Por otro lado, el sistema aún presenta un marcado déficit en la coordinación entre profesionales. El trabajo interdisciplinar, que debería poner en el centro el interés superior de la infancia, sigue siendo más un enunciado teórico que una práctica efectiva. Esto repercute directamente en la calidad del acompañamiento y en la posibilidad de construir intervenciones coherentes, continuadas y con verdadero enfoque de derechos. Finalmente, resulta preocupante el escaso reconocimiento institucional y social que reciben las familias acogedoras como agentes de protección. En muchas ocasiones, son tratadas como simples ejecutoras de una medida administrativa, cuando en realidad asumen funciones complejas y profundamente reparadoras: actúan como coeducadoras, facilitadoras de vínculos, mediadoras con el entramado técnico y jurídico, y sobre todo, como figuras de apego esenciales para la reparación emocional del niño o la niña.

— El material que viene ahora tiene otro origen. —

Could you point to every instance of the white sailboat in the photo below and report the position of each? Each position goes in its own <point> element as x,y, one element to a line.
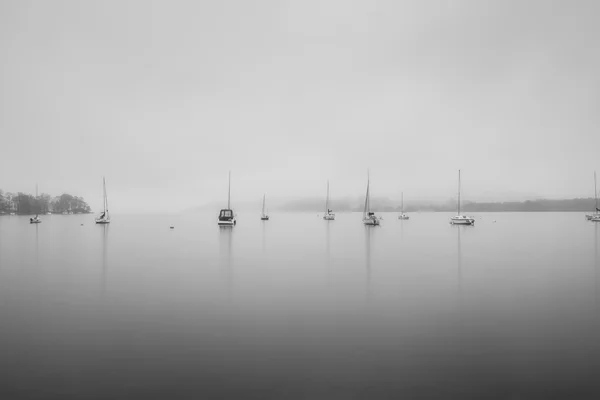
<point>461,219</point>
<point>263,215</point>
<point>226,215</point>
<point>104,218</point>
<point>36,219</point>
<point>402,214</point>
<point>329,215</point>
<point>369,218</point>
<point>596,215</point>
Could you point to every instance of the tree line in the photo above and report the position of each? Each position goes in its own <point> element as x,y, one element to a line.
<point>25,203</point>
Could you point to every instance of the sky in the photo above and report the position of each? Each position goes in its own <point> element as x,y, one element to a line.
<point>165,97</point>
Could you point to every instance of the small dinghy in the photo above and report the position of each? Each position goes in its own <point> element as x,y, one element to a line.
<point>36,219</point>
<point>329,215</point>
<point>226,215</point>
<point>264,216</point>
<point>402,213</point>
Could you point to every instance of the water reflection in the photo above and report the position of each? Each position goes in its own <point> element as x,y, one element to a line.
<point>37,249</point>
<point>264,230</point>
<point>226,265</point>
<point>596,266</point>
<point>459,268</point>
<point>368,289</point>
<point>104,257</point>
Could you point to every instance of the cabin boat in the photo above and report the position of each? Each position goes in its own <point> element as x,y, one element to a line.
<point>226,215</point>
<point>461,219</point>
<point>264,216</point>
<point>104,218</point>
<point>596,213</point>
<point>369,217</point>
<point>402,214</point>
<point>329,215</point>
<point>36,219</point>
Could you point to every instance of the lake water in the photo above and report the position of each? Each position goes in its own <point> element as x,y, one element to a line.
<point>300,308</point>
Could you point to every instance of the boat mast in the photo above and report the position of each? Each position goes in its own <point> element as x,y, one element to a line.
<point>367,205</point>
<point>105,197</point>
<point>402,203</point>
<point>327,199</point>
<point>458,211</point>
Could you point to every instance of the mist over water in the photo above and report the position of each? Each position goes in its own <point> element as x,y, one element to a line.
<point>298,307</point>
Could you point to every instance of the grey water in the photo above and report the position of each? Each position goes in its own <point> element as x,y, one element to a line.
<point>300,308</point>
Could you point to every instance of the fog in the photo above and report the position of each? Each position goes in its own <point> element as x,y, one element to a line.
<point>163,98</point>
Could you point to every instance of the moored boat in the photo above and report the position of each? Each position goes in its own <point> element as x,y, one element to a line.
<point>461,219</point>
<point>369,217</point>
<point>226,215</point>
<point>104,218</point>
<point>329,215</point>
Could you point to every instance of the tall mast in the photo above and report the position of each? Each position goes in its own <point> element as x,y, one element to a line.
<point>595,192</point>
<point>402,203</point>
<point>105,198</point>
<point>229,193</point>
<point>367,205</point>
<point>327,199</point>
<point>458,212</point>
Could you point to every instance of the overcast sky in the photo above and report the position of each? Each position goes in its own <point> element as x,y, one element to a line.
<point>165,97</point>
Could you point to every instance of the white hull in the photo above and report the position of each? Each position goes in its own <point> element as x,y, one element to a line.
<point>371,221</point>
<point>462,220</point>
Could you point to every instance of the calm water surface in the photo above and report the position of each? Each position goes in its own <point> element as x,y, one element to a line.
<point>300,308</point>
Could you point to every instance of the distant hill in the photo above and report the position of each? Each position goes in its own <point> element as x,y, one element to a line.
<point>387,205</point>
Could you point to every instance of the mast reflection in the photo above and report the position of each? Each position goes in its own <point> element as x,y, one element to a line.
<point>368,289</point>
<point>225,245</point>
<point>104,258</point>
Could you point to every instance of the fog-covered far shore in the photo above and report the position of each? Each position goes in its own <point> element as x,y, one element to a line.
<point>382,204</point>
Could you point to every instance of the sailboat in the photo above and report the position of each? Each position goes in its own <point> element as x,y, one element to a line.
<point>104,218</point>
<point>36,219</point>
<point>263,216</point>
<point>596,215</point>
<point>329,215</point>
<point>402,214</point>
<point>226,215</point>
<point>461,219</point>
<point>369,217</point>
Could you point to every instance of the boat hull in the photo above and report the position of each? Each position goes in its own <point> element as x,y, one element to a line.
<point>462,221</point>
<point>371,222</point>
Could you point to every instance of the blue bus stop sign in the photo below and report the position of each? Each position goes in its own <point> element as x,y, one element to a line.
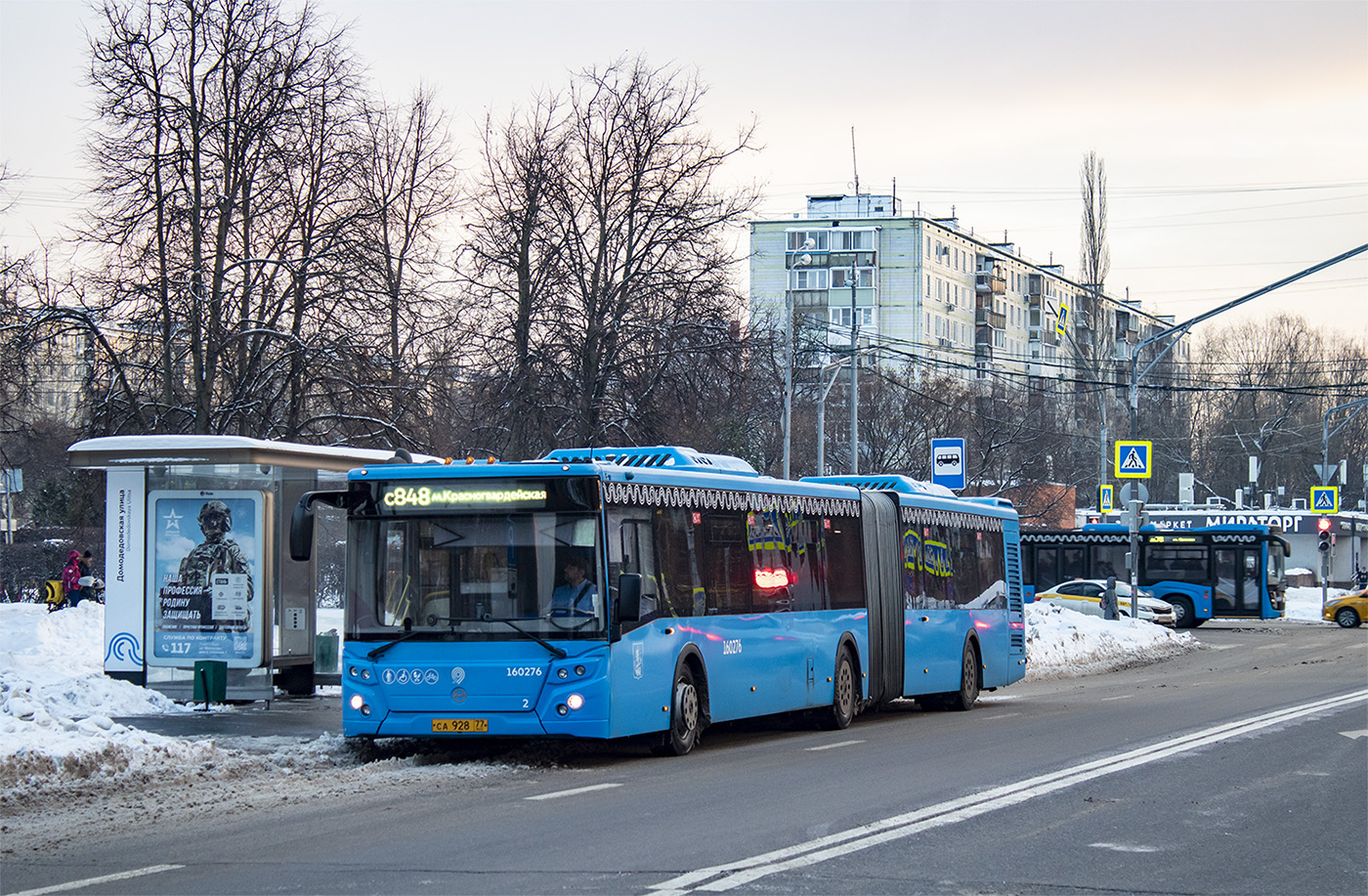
<point>948,462</point>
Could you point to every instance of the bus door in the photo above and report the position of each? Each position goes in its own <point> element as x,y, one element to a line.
<point>1238,581</point>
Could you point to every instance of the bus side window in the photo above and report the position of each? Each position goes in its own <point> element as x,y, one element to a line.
<point>638,556</point>
<point>1047,568</point>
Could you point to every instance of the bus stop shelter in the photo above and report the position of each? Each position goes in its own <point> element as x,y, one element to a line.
<point>197,564</point>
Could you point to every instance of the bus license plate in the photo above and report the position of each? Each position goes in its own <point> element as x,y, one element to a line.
<point>461,725</point>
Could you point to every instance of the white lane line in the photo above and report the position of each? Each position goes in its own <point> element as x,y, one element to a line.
<point>575,792</point>
<point>840,844</point>
<point>844,743</point>
<point>103,878</point>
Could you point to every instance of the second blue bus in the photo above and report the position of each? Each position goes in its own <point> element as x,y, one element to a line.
<point>1206,572</point>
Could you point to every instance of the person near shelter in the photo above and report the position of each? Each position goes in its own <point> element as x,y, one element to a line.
<point>1110,599</point>
<point>86,580</point>
<point>577,595</point>
<point>71,580</point>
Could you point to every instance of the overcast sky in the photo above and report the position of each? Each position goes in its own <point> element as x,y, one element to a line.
<point>1234,133</point>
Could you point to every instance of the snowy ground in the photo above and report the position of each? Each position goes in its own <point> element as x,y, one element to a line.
<point>58,741</point>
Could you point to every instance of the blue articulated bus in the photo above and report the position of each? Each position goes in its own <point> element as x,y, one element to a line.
<point>652,591</point>
<point>1206,572</point>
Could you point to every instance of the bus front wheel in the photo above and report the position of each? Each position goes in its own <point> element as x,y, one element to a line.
<point>843,697</point>
<point>684,714</point>
<point>1183,613</point>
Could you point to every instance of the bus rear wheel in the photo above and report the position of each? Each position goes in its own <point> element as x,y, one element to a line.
<point>684,714</point>
<point>843,697</point>
<point>968,688</point>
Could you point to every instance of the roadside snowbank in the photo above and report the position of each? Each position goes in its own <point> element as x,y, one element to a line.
<point>57,706</point>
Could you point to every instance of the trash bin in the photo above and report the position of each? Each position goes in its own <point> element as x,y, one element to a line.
<point>211,681</point>
<point>325,653</point>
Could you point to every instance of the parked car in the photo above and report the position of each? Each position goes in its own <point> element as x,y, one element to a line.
<point>1085,595</point>
<point>1347,611</point>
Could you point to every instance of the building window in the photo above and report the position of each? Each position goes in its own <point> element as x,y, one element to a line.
<point>807,279</point>
<point>841,318</point>
<point>841,277</point>
<point>852,239</point>
<point>807,239</point>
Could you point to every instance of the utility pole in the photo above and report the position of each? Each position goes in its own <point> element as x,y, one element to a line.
<point>854,366</point>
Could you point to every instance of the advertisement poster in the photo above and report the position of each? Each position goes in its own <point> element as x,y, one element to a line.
<point>204,577</point>
<point>123,598</point>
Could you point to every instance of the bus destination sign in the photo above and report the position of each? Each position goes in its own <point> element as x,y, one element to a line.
<point>461,495</point>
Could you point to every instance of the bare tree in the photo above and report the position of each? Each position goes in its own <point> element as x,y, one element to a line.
<point>409,192</point>
<point>649,269</point>
<point>1262,390</point>
<point>225,133</point>
<point>516,270</point>
<point>599,245</point>
<point>1094,263</point>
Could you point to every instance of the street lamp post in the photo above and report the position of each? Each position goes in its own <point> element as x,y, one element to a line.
<point>854,369</point>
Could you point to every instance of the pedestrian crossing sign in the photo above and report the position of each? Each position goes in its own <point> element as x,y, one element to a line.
<point>1324,498</point>
<point>1133,460</point>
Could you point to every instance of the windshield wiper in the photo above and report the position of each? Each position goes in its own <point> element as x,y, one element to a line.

El derecho a una vida vinculada
No hay mejor escuela que la vida, y vivir el acogimiento desde dentro me ha hecho aún más consciente de lo que está en juego: niños, niñas y adolescentes que, pese al daño vivido, siguen teniendo derecho a ser cuidados desde el vínculo, a pertenecer a una familia, a sentirse sostenidos sin ser juzgados.
Hoy, en el Día Mundial del Acogimiento Familiar, mi voz se alza con una doble legitimidad: la que me da mi trayectoria profesional y la que me concede el haber vivido, en mi propia casa, la potencia y los desafíos del acogimiento. No idealizo esta experiencia, pero sí la defiendo con firmeza. Porque el acogimiento no es un recurso provisional. Es, en muchos casos, el primer paso hacia la reparación y la dignificación de vidas profundamente marcadas por el dolor.
Como sociedad, nos debemos una reflexión colectiva: ¿qué lugar le damos a la infancia que ha sido apartada de su familia? ¿Qué tipo de acompañamiento ofrecemos a quienes deciden acoger? Y sobre todo, ¿cómo reconfiguramos un sistema que aún no siempre ve a la familia acogedora como parte activa de la protección?
Es momento de pasar del agradecimiento simbólico al compromiso estructural. Porque acoger no es un acto de bondad, sino de justicia.